|Really it goes on forever and ever…|
|Phase 2 of fencing.|
I went up on the hillside to do a little more fencing. Our temporary electric woven wire fencing shipped on Monday. So we are are trying to install all the metal woven wire we own to maximize the area covered by the temporary electric fence. It was cold and windy yesterday but I decided I had better work on fencing anyways. I went to the top of the back hill and rolled out my last large roll of scrap metal wire. Unfortunately, I had not made it up to the top of the hill when I was burning so I had to clean up the fence by hand. There was a lot of dead debris in the fence line and I had left the pitchfork down in the barn. I just used my boots, a piece of broken wooden fencing and my arms. I cleaned up about 300 feet of fenceline. I stopped when I got to the end of the woven fence I had unrolled on the ground. I then started to take the three strands of bottom barb wire off the existing fence. I didn’t get it all loose before I had to go get ready for work. I need to install a rock crib at the end of the woven wire so I can tighten that section of fencing, detatch and roll up bottom three strands of barb wire and raise top four strands and then install the woven wire then just tighten it all.
While I was musing and working I decided to boycott all future wooden rock cribs. It takes me about 16 pieces of split rail to make a single wooden rock crib. The current price for a rail is around $8 each. So each rock crib costs around $128. I need to build 6-8 each time I run up the hillside, at a total cost of approxmately $1000. Plus, I need at least 9 wooden posts to cross the bottoms at $15 each for a total cost of $135. There needs to be a gate below and above at a cost of $125/each or $250. Add in one roll of smooth wire at $85 and around $100 for woven wire. Oh, and don’t forget the three panels to cross the creek for $75. Creating a grand total of $1775 to run a subdividing fence up the hillside. Now it did not cost me that this time because I used on hand split rail and tied into an existing fence across the bottoms. But due to labor and costs I am going to use the cow panel method of rock cribs. You just take a 16 foot cow panel and cut it in half. Now bend the eight foot pieces into circles and tie it to itself with its own exposed wire ends. Tack in one wooden post (an old one from the ground) fill with rocks and you have a $14 rock crib that will not rot as fast as a wooden one.
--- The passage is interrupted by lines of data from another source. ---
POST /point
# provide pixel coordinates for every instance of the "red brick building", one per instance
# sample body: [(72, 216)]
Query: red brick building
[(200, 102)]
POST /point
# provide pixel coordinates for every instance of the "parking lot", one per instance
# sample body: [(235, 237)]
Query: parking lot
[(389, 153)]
So I am guessing the next subdivision will cost around $700. I can substitute a piece of cow panel for one of the gates or save another $110 and just use cow panels for both gates and cut the price down to $600. $600 seems a lot more reasonable. I would like to subdivide up the hill four more times. Once that is done I may even separate out the hillsides from the bottoms to allow us more flexibility. We need to be able to rotate the animals around so that the pastures all have time to grow back without any livestock pressure. It is getting there.
Phase 2 of the fencing I went down and walked the fence line headed up to the old well. In the picture of the bottom pasture above the reconstructed fence would go almost to the power line on the left hand side. It has woven wire in place for the first 400 feet. I would just need to install a new H-brace at the end of the woven wire, tighten the wires and add one strand of smooth wire and about 25 metal T-posts to fix this fence. I would need to cover the metal gate with a cattle panel also. This would let us use the new electrical fence for the other two sides only. Coincidentally, this would be where I would want to subdivide back up the hill. Not going to happen this year, next year’s project.
It has been very rainy here lately, which is good because we need the moisture. The only problem is the ticks like a cool wet spring. I was looking down at my leg and saw a tick crawling up my pant leg while on the hillside. That was yesterday, and I am still thinking every itch is a crawling insect on my body. The dog also had a tick on him, so I treated him with tick medicine. I don’t like ticks.